Le regard de Zhao Ran balaya les alentours, puis elle se retourna brusquement et attrapa le bras de Li Yang, disant d'un ton coquet : « Frère Li Yang, cela fait si longtemps que tu n'es pas revenu, et quand tu reviens, tu ne passes jamais de temps avec moi. Puisque tu déjeunes ici aujourd'hui, je vais te préparer des nouilles ! »
Li Yang, pris de sueurs froides, fixait Zhao Ran d'un regard étrange. Il se demandait si cette jeune fille était naïve ou si elle utilisait délibérément ces mots pour le séduire.
Après l'avoir observée un instant, Li Yang remarqua que les yeux de la jeune fille brillaient d'espoir et d'impatience, et qu'elle n'avait aucune mauvaise intention. Il ne put s'empêcher de dire : « Je peux ajouter une saucisse ? Ça n'en sera que meilleur. »
«Des saucisses ? Tu aimes les saucisses ?» Zhao Ran fronça les sourcils en regardant Li Yang et demanda avec curiosité.
« Je... je n'en mange qu'occasionnellement. » Li Yang, pris d'une sueur froide, pensa que la petite fille avait compris et répondit précipitamment.
« Les saucisses, c'est dégoûtant. C'est fait avec de la viande hachée de chats et de chiens morts. Je n'aime pas ça. Mais si frère Li Yang en veut, j'en ajouterai aux nouilles », dit Zhao Ran avec une certaine réticence, mais elle accepta tout de même la proposition de Li Yang.
Faites avec de la viande hachée de chat et de chien morts
? Franchement, je n'en sais rien. Mais j'ai une idée derrière la tête
: je ne veux pas manger de saucisses. Je veux te donner celles que je m'apprête à partager. Mais tu ne comprends pas. Soupir… C'est vraiment dommage.

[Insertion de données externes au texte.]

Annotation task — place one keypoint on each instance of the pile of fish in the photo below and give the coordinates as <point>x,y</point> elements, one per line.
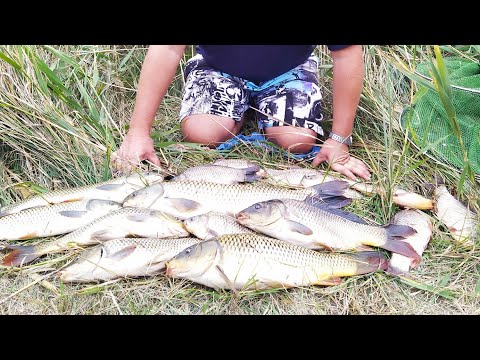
<point>230,225</point>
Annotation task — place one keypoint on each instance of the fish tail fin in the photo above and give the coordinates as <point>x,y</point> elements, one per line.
<point>396,236</point>
<point>20,256</point>
<point>392,270</point>
<point>369,261</point>
<point>335,193</point>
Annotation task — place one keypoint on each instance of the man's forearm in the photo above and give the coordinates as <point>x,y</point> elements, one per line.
<point>156,75</point>
<point>348,75</point>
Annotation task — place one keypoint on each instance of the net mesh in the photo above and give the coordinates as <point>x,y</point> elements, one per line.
<point>428,124</point>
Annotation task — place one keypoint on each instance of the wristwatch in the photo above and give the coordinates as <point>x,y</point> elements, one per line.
<point>341,140</point>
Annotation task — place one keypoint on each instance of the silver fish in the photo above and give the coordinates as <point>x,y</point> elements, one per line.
<point>125,222</point>
<point>116,189</point>
<point>460,221</point>
<point>214,224</point>
<point>128,257</point>
<point>399,264</point>
<point>235,163</point>
<point>184,199</point>
<point>321,227</point>
<point>53,220</point>
<point>252,261</point>
<point>219,174</point>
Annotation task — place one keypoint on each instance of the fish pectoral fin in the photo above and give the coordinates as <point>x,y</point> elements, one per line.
<point>121,254</point>
<point>103,235</point>
<point>73,213</point>
<point>329,281</point>
<point>364,248</point>
<point>109,187</point>
<point>297,227</point>
<point>186,205</point>
<point>227,280</point>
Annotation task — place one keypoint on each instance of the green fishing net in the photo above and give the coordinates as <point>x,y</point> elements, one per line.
<point>428,124</point>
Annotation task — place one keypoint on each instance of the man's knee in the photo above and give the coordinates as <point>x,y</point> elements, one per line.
<point>293,139</point>
<point>209,129</point>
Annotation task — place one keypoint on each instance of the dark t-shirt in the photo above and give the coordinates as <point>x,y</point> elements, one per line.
<point>257,63</point>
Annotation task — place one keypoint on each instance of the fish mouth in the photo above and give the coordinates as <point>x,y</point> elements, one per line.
<point>241,216</point>
<point>170,269</point>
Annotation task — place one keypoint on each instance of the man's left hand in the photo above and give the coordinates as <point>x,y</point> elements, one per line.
<point>337,155</point>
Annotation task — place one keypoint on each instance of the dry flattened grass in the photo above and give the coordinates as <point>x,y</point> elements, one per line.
<point>56,137</point>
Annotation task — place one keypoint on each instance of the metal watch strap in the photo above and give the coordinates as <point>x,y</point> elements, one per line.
<point>347,140</point>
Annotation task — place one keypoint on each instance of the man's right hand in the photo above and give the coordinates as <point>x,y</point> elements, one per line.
<point>137,146</point>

« Plus jamais ça ! Je ne supporte pas les saucisses non plus. Mais avec quelques œufs de caille, ce serait sympa. » Chaque fois que Li Yang était près de Zhao Ran, ces pensées coquines lui traversaient l'esprit sans qu'il puisse s'en empêcher, et il la taquinait.

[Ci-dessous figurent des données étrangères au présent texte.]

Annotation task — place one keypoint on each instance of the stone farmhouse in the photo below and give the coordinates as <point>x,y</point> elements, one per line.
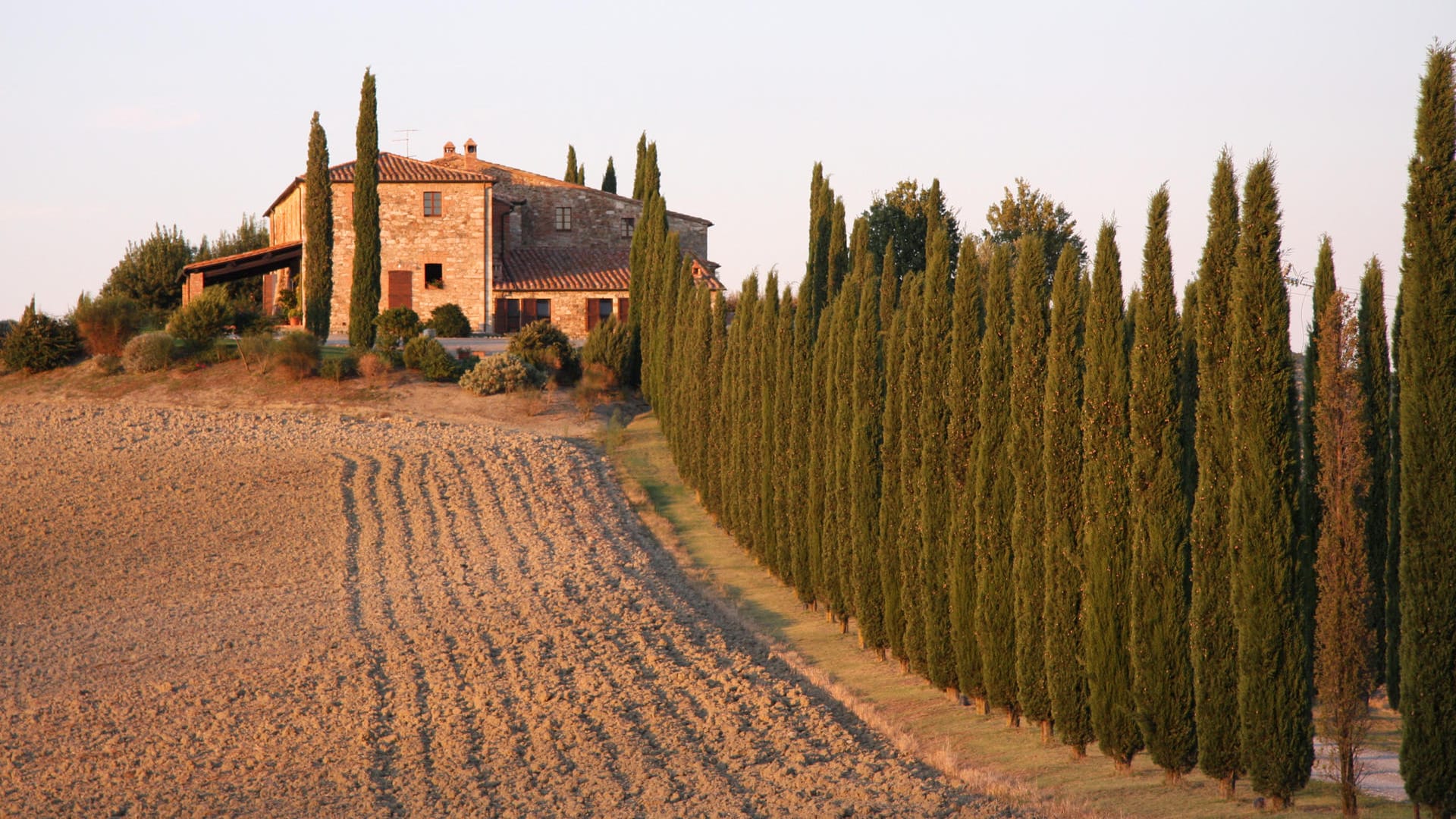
<point>507,245</point>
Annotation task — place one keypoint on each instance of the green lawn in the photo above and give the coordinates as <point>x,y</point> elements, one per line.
<point>989,757</point>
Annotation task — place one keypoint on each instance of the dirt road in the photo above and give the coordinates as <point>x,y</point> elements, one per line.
<point>293,614</point>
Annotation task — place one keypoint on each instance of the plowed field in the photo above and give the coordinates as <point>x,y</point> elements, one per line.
<point>289,614</point>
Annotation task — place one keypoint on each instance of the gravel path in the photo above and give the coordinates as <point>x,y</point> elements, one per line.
<point>226,613</point>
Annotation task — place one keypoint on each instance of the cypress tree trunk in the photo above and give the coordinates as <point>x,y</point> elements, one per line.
<point>1062,460</point>
<point>935,502</point>
<point>1212,632</point>
<point>1269,601</point>
<point>995,497</point>
<point>1163,672</point>
<point>1373,372</point>
<point>868,395</point>
<point>1345,640</point>
<point>364,284</point>
<point>1429,447</point>
<point>965,385</point>
<point>1028,392</point>
<point>318,251</point>
<point>1106,512</point>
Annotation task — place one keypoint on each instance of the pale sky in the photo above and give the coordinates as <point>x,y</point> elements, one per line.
<point>118,115</point>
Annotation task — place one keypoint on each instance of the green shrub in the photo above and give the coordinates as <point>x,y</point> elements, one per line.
<point>338,369</point>
<point>147,353</point>
<point>108,365</point>
<point>107,324</point>
<point>201,321</point>
<point>449,321</point>
<point>609,344</point>
<point>39,343</point>
<point>395,325</point>
<point>255,350</point>
<point>506,372</point>
<point>297,353</point>
<point>548,347</point>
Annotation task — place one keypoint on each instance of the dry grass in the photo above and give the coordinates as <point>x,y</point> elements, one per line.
<point>1003,763</point>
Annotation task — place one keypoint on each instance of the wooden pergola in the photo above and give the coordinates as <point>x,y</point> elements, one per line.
<point>240,265</point>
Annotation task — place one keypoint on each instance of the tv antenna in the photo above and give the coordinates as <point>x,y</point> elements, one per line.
<point>405,139</point>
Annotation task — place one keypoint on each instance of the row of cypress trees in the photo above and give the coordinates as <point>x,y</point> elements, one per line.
<point>1090,512</point>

« Des œufs de caille ? Nous en avons ici, ils ne coûtent pas cher. Vous en voulez un sachet ? C'est gratuit. » Zhao Ran se retourna, prit un sachet d'œufs de caille durs sur une étagère à côté et le tendit à Li Yang.
Li Yang n'eut d'autre choix que de l'accepter et de le manger, non sans agacement. Zut ! Il n'avait encore une fois pas atteint son objectif. Cependant, en ouvrant un petit œuf de caille et en le portant à sa bouche, il le trouva plutôt bon.
Cependant, si une femme ne mange que ces deux choses tous les soirs, elle ne prendra vraiment pas de poids ! Héhé.
« Connecte-toi d'abord, je te prépare des nouilles. » Zhao Ran repoussa Li Yang et se dirigea vers la petite cuisine attenante. Son dos fin et gracieux dessinait déjà une silhouette des plus séduisantes.